Our man Tony Stamp (who absolutely loved the film) had a chat with the director…


Do you think you approached this story differently than a Western filmmaker might have?

I’m not sure, it’s difficult for me to imagine how an American filmmaker would have made it. Do you think I did?

Absolutely- you delve into certain areas I’m not sure American filmmakers would’ve been brave enough to, particularly when you draw a line between sexual arousal and violence. Did you have any problems with the rating system?

I didn’t want to have anything in the film that would categorise it as anything more than an R rating. With this film, I didn’t set out to make something that depicts violence or sex in an explicit manner – not because I had to contend with ratings, but because the subject matter demanded an elegant approach. India is such a delicate character, who as a girl entering womanhood would despise anything too worldly, which is one of the reasons I took this approach.

How did you put yourself in the mind of an 18-year-old girl and get the audience to empathise with her?
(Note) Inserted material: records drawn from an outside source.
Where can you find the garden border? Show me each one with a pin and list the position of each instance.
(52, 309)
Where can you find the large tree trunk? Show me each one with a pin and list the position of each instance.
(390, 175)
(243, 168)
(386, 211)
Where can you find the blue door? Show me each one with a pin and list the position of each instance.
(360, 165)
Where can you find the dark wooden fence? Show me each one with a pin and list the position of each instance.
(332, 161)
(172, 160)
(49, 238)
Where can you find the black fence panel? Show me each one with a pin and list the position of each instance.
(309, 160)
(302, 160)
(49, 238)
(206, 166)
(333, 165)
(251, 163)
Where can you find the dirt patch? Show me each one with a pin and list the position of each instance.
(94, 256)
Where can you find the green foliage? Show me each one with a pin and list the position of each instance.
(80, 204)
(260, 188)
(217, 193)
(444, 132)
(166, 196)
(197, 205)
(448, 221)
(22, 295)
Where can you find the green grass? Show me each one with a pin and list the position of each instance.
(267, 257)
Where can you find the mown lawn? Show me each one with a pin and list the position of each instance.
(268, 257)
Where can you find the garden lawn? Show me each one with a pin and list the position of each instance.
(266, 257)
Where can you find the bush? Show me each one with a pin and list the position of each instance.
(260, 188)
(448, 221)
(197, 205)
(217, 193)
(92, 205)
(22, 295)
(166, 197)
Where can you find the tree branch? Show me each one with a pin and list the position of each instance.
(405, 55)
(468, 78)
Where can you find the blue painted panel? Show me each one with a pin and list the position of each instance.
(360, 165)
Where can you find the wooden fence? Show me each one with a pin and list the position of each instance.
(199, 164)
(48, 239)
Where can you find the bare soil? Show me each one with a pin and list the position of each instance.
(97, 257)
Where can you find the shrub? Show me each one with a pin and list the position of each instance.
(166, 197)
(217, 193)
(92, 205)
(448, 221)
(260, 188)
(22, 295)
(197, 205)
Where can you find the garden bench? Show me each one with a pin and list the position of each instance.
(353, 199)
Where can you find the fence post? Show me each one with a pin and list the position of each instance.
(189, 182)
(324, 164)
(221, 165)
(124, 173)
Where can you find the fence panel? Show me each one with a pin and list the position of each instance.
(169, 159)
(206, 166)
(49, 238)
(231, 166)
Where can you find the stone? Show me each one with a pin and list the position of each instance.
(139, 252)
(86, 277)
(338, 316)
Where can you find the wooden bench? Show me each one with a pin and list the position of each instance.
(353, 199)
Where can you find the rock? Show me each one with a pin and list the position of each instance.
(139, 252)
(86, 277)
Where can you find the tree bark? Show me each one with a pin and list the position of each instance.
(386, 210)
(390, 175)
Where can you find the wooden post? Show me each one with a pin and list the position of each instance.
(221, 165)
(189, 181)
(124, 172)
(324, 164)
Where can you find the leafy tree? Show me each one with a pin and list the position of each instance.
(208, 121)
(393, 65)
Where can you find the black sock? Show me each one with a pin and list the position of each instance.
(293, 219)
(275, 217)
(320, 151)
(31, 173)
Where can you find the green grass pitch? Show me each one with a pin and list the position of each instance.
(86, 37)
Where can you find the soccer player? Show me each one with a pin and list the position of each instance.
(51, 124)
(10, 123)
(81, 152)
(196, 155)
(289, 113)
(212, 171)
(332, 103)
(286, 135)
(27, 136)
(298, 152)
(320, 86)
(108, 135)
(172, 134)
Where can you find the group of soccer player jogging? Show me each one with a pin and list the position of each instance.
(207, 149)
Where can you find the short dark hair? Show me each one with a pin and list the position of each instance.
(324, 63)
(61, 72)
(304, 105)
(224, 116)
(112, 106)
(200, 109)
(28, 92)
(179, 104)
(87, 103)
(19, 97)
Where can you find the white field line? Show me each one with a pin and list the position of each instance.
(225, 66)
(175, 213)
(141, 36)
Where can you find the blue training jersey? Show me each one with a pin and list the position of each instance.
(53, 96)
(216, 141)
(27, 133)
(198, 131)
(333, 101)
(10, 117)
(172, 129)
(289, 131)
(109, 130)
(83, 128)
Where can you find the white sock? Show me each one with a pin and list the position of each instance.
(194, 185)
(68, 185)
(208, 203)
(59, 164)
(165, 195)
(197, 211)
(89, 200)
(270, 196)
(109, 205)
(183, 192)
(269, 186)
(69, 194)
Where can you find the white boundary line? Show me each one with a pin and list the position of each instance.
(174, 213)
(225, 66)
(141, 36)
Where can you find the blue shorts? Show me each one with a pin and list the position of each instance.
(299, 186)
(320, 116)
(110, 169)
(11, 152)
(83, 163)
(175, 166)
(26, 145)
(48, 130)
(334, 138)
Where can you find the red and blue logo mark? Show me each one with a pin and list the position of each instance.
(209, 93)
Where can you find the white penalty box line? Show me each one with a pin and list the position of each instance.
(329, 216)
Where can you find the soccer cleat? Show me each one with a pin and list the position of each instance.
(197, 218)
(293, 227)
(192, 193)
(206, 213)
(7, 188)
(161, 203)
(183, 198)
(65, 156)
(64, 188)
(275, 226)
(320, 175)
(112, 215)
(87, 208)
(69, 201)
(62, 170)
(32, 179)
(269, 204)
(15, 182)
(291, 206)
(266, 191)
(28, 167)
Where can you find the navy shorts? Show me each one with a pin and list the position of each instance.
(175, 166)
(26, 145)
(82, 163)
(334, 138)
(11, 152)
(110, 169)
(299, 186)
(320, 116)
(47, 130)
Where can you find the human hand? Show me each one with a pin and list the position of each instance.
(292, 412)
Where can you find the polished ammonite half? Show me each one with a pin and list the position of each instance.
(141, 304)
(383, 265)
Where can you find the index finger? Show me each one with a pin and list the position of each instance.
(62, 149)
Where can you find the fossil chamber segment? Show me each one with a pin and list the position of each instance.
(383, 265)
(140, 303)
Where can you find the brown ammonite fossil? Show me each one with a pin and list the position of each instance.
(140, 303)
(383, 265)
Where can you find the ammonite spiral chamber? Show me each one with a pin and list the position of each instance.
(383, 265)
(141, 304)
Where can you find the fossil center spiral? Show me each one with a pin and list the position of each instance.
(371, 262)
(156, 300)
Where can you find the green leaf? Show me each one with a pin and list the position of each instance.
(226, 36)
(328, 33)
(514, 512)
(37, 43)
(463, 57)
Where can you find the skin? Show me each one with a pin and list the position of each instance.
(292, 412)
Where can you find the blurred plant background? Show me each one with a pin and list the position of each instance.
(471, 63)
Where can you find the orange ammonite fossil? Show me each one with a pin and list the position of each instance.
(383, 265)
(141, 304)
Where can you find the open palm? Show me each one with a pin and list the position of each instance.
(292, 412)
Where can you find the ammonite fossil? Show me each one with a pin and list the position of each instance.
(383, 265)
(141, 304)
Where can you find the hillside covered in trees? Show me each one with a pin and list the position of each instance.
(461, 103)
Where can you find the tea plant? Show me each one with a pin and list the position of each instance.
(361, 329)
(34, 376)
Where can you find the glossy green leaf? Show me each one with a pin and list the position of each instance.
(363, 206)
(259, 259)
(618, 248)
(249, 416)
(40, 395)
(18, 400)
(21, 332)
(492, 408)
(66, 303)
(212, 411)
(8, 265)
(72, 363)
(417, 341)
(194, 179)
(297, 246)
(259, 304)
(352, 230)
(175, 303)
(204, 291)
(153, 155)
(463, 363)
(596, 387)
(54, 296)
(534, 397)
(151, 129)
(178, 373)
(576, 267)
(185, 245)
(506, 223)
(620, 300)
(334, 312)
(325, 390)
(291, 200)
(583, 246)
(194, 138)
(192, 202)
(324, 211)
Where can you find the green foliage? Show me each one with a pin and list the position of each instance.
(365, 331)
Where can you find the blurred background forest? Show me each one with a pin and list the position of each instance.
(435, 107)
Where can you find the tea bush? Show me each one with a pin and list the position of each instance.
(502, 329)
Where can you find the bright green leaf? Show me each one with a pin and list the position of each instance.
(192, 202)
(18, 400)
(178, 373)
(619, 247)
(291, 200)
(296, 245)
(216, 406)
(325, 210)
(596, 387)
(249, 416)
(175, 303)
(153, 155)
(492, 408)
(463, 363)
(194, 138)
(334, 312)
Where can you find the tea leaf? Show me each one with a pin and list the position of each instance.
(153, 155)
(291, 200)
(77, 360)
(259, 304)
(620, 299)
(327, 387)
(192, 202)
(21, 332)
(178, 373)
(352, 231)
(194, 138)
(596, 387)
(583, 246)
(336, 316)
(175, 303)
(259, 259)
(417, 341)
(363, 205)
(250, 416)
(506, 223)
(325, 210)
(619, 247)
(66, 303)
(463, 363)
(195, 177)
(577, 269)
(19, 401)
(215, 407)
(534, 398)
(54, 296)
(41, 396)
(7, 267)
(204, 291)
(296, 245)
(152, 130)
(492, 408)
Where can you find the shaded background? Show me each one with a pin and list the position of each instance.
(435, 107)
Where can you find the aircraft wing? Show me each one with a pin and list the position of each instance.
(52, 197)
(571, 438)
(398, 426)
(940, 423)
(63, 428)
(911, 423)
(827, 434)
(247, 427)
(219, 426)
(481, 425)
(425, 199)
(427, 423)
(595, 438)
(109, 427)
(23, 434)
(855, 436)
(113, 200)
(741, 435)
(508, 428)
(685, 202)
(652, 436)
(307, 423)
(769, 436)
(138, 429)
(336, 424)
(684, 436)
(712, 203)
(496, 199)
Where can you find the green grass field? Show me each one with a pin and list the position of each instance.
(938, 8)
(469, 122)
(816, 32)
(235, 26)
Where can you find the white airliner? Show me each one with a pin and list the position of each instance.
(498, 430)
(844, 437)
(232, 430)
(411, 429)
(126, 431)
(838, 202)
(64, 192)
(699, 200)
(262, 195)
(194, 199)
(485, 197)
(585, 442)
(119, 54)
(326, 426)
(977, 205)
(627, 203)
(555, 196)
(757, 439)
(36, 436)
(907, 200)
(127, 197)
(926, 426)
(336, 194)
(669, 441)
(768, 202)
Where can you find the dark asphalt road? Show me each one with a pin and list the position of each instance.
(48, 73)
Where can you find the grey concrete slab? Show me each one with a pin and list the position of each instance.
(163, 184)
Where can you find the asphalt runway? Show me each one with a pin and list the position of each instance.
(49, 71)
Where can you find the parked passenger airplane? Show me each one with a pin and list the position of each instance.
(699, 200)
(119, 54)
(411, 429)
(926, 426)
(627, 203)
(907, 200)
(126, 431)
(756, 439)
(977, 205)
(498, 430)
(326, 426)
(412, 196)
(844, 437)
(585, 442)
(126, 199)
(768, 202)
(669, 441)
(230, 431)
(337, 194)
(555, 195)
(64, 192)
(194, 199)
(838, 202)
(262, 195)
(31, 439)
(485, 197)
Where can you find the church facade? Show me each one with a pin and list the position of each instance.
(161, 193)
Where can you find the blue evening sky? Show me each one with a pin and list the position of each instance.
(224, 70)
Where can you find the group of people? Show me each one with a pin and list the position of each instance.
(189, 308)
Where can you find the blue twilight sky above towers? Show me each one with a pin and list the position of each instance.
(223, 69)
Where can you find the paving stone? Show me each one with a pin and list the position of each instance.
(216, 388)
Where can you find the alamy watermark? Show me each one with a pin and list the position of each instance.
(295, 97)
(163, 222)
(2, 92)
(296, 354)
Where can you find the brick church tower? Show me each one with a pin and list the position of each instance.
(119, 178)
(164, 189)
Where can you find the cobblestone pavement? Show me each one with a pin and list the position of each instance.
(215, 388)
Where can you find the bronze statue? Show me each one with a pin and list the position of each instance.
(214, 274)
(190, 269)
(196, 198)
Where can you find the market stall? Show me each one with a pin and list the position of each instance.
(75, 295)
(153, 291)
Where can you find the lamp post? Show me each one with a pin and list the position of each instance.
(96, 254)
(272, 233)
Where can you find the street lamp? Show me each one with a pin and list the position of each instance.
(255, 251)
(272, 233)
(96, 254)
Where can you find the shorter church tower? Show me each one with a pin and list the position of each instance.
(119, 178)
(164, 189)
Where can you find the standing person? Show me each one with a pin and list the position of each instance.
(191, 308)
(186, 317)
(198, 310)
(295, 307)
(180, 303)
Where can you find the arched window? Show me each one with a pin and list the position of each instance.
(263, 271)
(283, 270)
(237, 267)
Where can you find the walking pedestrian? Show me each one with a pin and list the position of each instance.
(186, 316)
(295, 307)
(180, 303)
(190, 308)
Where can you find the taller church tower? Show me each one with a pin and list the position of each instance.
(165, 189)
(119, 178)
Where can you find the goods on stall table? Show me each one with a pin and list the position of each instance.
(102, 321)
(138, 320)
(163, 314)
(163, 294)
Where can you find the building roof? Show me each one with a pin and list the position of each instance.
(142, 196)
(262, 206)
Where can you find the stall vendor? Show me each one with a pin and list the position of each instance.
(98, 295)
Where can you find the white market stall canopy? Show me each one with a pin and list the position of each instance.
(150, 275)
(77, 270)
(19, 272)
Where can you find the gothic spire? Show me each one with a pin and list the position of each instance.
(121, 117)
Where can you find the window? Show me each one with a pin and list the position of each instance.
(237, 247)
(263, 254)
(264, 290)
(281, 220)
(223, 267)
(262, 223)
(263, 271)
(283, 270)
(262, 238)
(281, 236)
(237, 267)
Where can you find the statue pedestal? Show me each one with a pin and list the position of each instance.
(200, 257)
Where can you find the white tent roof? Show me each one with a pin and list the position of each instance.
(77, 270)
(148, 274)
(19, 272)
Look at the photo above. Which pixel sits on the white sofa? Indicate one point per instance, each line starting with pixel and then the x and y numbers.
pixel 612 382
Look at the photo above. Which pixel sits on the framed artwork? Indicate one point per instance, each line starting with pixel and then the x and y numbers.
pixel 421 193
It is said that every person has a masculine side and a feminine side to their personality. Although I am not a woman, I tried to awaken the feminine side that’s inside me. I also have a wife, and I have a daughter who is the exact same age as India, which is one of the reasons I chose to do this script. So that’s what I tapped into. I had a lot of conversations with my wife and drew inspiration from her. I would almost say I co-wrote the opening narration with my wife.

One of the things I was trying to imagine was what it would be like to wear a skirt. At the opening and closing of Stoker, you see India standing on a bank, and her skirt is fluttering in the wind. What would that feel like? I often wondered about that. When it came to Stoker, and wanting to create the sensation of liberation, and becoming free, I recalled having wondered about this, and so incorporated this into that scene.

The film is structured so we keep flashing back to certain events, learning new information every time. Some of the tensest moments in the film come from this technique. How much of that was in the script, how much did you plan, and how much came out of the editing process?

It happened at every different stage of the production. It was something I had intended to do right from the beginning, so that mindset informed every process making Stoker. When I read Wentworth’s script, India’s shower scene was already written in a cross-cut fashion. It inspired me to bring in as much cross-cutting as possible – to not only go back and forth between two different time tenses, but make it more intense every time the idea is revisited, and bring in more than two time tenses and more than two locations.

During the storyboarding stage, these ideas became even more refined, and during the editing process I was fortunate enough to work with an amazing editor in Nic De Toth, who was able to take my ideas about cross-cutting and take them even further, and the result is you end up with these very intricate sequences. The shower scene is a good example of the seed of the idea being present in the script, then being refined during many different processes.